Hyeon-Jeong Je, Min-Gu Kim, Il-Hoon Cho1,2,† , and Hyuck-Joon Kwon

Department of Physical Therapy and Rehabilitation, College of Health Science, Eulji University,
1Department of Biomedical Laboratory Science, College of Health Science, Eulji University,
2Program for BK21+ Senior Healthcare, Graduate school, Daejeon, Republic of Korea
Il-Hoon Cho, Hyuck-Joon Kwon hyuckjoon5413@gmail.com, ihcho@eulji.ac.kr
Received April 4, 2019; Revised April 9, 2019; Accepted April 22, 2019.
This is an Open Access article distributed under the terms of the Creative Commons Attribution Non-Commercial License (http://creativecommons.org/licenses/by-nc/3.0) which permits unrestricted non-commercial use, distribution, and reproduction in any medium, provided the original work is properly cited.
Abstract

PURPOSE:

While electrical stimulation (ES) is known to be a safe and flexible tool in rehabilitation therapy, it has had limited adoption in muscle regeneration.

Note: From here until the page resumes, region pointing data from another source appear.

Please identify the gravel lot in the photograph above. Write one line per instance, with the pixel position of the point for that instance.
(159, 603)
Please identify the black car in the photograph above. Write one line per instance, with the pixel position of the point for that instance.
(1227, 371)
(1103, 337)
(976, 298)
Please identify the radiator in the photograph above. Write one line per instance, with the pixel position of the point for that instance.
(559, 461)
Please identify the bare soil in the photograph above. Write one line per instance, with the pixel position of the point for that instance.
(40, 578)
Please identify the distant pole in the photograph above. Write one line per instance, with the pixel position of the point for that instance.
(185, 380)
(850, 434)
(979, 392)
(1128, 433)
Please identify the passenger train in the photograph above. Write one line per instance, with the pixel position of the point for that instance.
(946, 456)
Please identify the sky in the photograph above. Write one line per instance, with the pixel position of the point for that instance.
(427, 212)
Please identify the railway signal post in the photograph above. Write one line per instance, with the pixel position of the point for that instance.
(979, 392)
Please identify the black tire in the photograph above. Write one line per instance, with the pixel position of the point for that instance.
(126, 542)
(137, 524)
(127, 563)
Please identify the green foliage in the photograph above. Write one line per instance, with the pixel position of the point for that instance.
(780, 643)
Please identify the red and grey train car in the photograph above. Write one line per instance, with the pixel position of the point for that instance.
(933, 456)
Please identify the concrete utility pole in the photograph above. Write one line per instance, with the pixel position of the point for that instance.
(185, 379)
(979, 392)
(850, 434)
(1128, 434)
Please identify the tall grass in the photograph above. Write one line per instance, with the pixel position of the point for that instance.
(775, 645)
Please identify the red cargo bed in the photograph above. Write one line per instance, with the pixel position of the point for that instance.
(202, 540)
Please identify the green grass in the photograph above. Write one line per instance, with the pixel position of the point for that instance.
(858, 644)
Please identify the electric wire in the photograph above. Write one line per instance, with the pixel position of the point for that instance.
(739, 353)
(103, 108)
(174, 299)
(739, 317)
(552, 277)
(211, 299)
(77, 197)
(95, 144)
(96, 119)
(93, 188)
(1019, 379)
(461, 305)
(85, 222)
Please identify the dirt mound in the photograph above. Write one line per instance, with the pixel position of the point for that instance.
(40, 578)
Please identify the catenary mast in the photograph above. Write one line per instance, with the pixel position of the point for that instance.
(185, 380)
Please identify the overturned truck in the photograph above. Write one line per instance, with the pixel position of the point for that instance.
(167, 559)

This study was performed to investigate whether ES can induce myogenic differentiation and to clarify the mechanism underlying the effects of ES on myogenic differentiation.

METHODS:

This study used rat L6 cell lines as myoblasts for myogenic differentiation. Electric stimulation was applied to the cells using a C-Pace EP culture pacer (IonOptix, Westwood, Ma, USA). The gene expressions of myogenic markers were examined using qPCR and immunochemistry.

RESULTS:

Our study showed that ES increased the thickness and length of myotubes during myogenic differentiation. It was found that ES increased the expression of myogenic markers, such as MyoD and Myogenin, and also activated the fusion of the myoblast cells. In addition, ES suppressed the expression of small GTPases, which can explain why ES promotes myogenic differentiation.

CONCLUSION:

We found that ES induced myogenic differentiation by suppressing small GTPases, inhibiting cell division. We suggest that ES-based therapies can contribute to the development of safe and efficient muscle regeneration.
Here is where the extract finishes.